Текст книги "Мир сошел с ума (СИ)"
Автор книги: Greko
Жанры:
Альтернативная история
,сообщить о нарушении
Текущая страница: 19 (всего у книги 19 страниц)
Глава 4
Отдать долги
– Ты многого не знаешь, Американец. Видишь только фрагмент картины и по ней судишь о причинах несчастья, постигшего страну. Да будет тебе известно, летом 20-го года Партизанская армия Антонова вторглась в Нижнее Поволжье. Хочешь верь, хочешь нет, на государственных складах были захвачены все запасы зерна – три миллиона пудов.
Похудевший, похожий на мертвеца и обритый наголо Степан Корчной наконец поправился и присоединился ко мне. Я обрушился на него с обвинениями, ругался на всех – от Бухарина до пропившего мозги начальника коммунального отдела и его дружков. Именно они стояли за схемами воровства с моих складов. Вот тогда-то чекист и выдал мне гостайну.
Цифра меня поразила. В сентябре АРА привезла всего 10 тысяч пудов муки – капля в море в сравнении с такой потерей. Для удовлетворения минимальной физиологической потребности в пище требовалось 15.3 пуда на душу населения (большевики считали, что крестьянам хватит и 12). В год, не в месяц! То есть исчезнувшим зерном можно было бы накормить массу людей, дать им шанс выжить. Куда же оно делось? Досталось спекулянтам, превращено в самогон, сгнило в ямах-укрытиях? Будь проклята эта Гражданская война!
– А вот тебе еще факт, – продолжал поражать меня Корчной. – Прошлым летом были разбиты основные силы этой Партизанской армии. И многих мужиков отпустили по домам, чтобы было кому убирать урожай. Вместо расстрела, заключения или ссылки – на жатву.
Я не знал, что ответить. А Степан продолжал меня добивать.
– Ты на ребят из местной ЧК зла не держи.
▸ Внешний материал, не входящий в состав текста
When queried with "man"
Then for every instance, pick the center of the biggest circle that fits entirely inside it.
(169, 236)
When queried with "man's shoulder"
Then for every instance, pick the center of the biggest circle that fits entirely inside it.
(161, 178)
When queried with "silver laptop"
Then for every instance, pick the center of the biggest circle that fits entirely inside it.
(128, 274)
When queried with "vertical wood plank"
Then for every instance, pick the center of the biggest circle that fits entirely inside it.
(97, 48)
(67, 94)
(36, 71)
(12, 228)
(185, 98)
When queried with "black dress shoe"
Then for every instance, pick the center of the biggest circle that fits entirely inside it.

Чтоб ты знал: они по выходным «кружковый» сбор проводят, чтобы в детдома продуктов купить. И конфискованное у богатеев туда отдают. Тот самый Леха, который с тобой разговаривал, лично снимал трупы детишек-беженцев с крыш вагонов – снимал и рыдал. Тогда и сединой обзавелся, несмотря на молодые годы. Такая вот у нас, брат, тут жизнь. И тебе благодарны, ты не думай.
– Те воры, которые на моих складах жирели? Они благодарны?
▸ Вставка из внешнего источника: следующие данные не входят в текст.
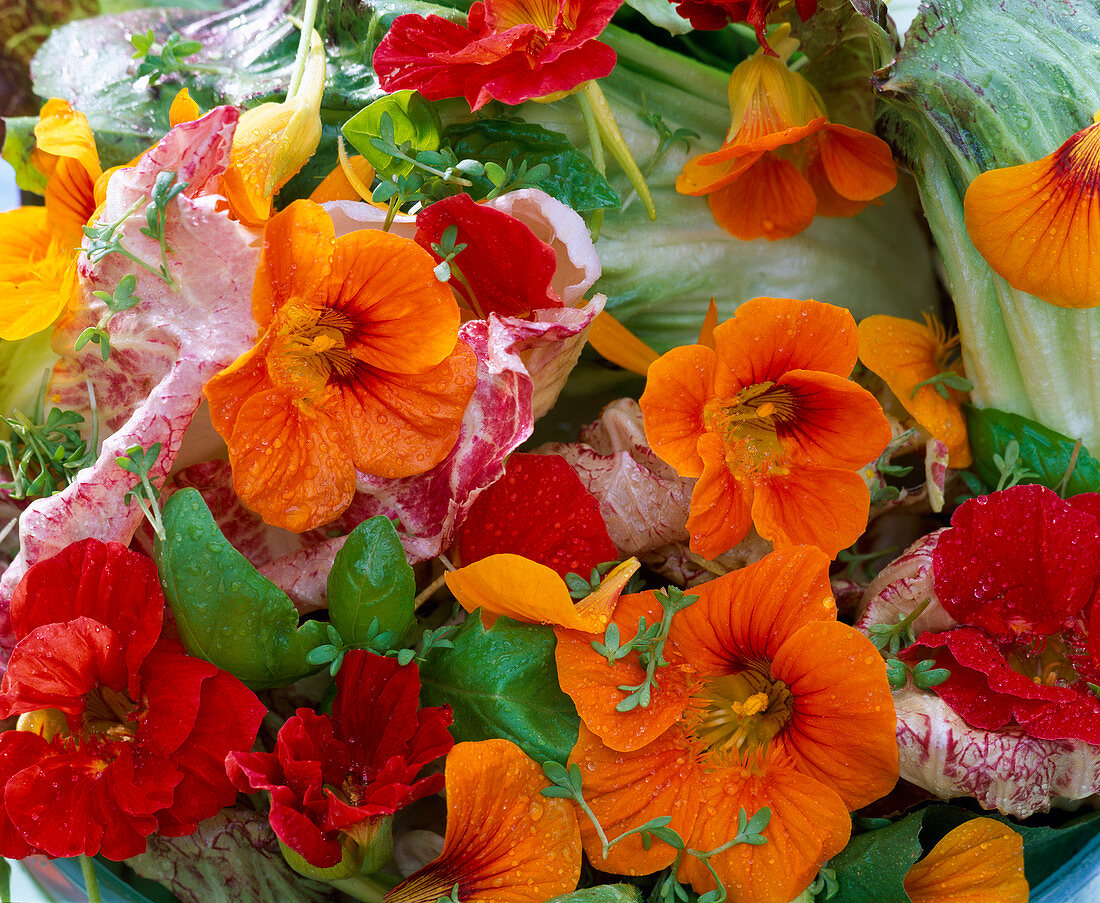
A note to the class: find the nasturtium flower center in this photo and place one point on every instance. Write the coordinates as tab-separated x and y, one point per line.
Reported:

– Уже арестованы, – пожал Степа равнодушно плечами, а потом рассмеялся. – Люди тебе благодарны, люди. У детишек даже слово появилось – «американиться».
– Это что значит?
– Наесться от пуза. А еще частушку народ сочинил.
Не хочу я чаю пить,
Надоел он, право,
Буду мистера любить,
Попивать какао.
Мы посмеялись. Но в глазах Степана я читал тревогу.
– Что еще?
– Не к добру эти проявления чувств, ты уж мне поверь, – признался он со вздохом.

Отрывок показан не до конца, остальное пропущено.